Paul Johnson

Why Agatha Christie never made camel soufflé

Why Agatha Christie never made camel soufflé

issue 30 June 2007

Funny creatures have begun to appear in Somerset. Little herds of vicuna, llamas and guanaco, and other similar animals. They are farmed for various purposes, chiefly hair. We already have riding camels, but I am expecting camels to appear any moment as a dairy herd. What, can you drink camel’s milk? Certainly. The view of Dr Ulrich Wernery, a vet and microbiologist, is that it is ‘the nearly perfect animal product for humans’. This ingenious German has for 20 years been looking after the hawks, horses and camels of the Emir of Dubai, and I learn from the Financial Times that he has now assembled a herd of 500 milking camels to produce the stuff on a commercial scale.

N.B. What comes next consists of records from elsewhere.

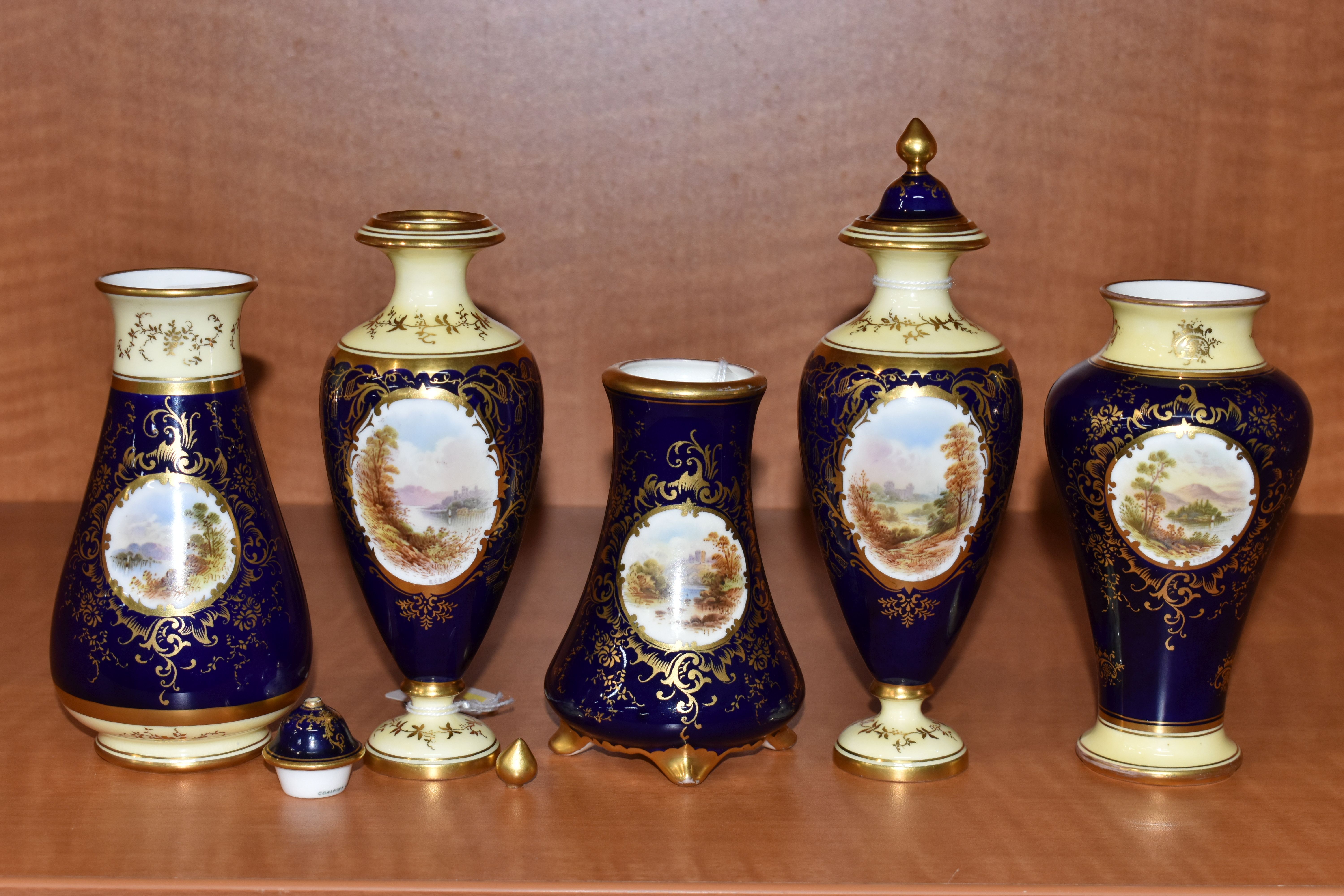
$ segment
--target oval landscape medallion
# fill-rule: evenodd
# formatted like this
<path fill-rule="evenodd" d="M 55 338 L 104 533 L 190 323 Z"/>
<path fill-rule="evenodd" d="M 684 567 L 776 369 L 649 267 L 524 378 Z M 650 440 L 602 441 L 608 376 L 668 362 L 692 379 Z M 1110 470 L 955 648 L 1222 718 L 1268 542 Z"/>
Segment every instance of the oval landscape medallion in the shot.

Camel’s milk is top-hole because it has only half the fat of cow’s milk, has more Vitamin C and can be drunk by those unhappy children who are ‘lactose intolerant’ (I know of one case, and life is very hard for those so afflicted). What would Mark Twain have said about this? He said he had met many camels in Syria and found ‘they will eat pine knots or anthracite coal, or brass filings, or lead pipe, or anything that comes handy, and then go off looking as grateful as if they had oysters for dinner’. In chapter 3 of Roughing It (my favourite book of his), he says he once watched horrified when a camel seized his overcoat ‘and examined it with a critical eye all over, with as much interest as if he had an idea of getting one made like it’. Instead he ate the sleeves, first one then the other; then the velvet collar, ‘opening and closing his eyes in a kind of religious ecstasy, as if he had never tasted anything as good as an overcoat before’.